Drought kills rhino calf in Kunene
Khorixas – An endangered black rhino calf and hartebeest are among the wildlife that succumbed to the drought in the northwestern Kunene due to waterpoints drying out in some of the conservancies.
Chairperson of Sorri Sorris Conservancy Rhodella Eichas told New Era a hartebeest and gemsbok died in her area recently, as well as other wildlife.
“Wildlife, such as hartebeest and gemsbok, as well as others are dying as the dams they used to get water from are drying up,” a concerned Eichas said. According to her, the dams in the conservancy dried up as they did not get rain for months now and the drought is also affecting wildlife.
A member of the management committee of a conservancy based in Kunene, who spoke on condition of anonymity for fear of poachers, said a black rhino calf, named ‘Mannetjie’ had died on December 7 after a dam that was used by wildlife in the conservancy dried up.

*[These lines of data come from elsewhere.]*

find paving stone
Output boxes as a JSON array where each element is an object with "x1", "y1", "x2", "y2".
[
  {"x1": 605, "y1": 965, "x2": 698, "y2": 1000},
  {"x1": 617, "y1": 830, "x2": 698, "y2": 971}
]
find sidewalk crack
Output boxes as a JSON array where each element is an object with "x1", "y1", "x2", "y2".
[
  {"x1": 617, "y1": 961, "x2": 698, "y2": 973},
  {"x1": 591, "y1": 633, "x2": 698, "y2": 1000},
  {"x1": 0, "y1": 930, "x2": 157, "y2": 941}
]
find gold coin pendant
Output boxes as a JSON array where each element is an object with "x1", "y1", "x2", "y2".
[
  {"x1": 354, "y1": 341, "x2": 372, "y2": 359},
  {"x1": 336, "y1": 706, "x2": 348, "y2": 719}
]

“Mannetjie died in early December as the two dams we have in the conservancy have dried up,” the management committee member said. The conservancy’s name cannot be revealed, as it teems with wildlife. The victims of the drought include many springbok, gemsbok and kudu.
Game guards are said to regularly find dead carcasses of wildlife during patrols. Calls were made for the government to clean wells, as well as drill new boreholes to get water and safe the wildlife from perishing, as most rural conservancies survive from tourism-related activities.
Some farmers who bought farms in areas in northern Kunene are said to have blocked the natural springs that flowed to other areas and this may have affected some conservancies as it prevents them from accessing water for wildlife.
“Let’s work together and save the remaining wildlife, as they (wildlife) provide a means survival for rural communities, as most rural communities survive from tourism-related business or benefit from conservancies,” she urged.
Tourism forms the backbone of the economy of the Kunene Region, where some communities have entered joint ventures in lodges and campsites. Craft markets can also be seen along the road throughout the region, emphasising the importance of tourism to the regiona’s inhabitants.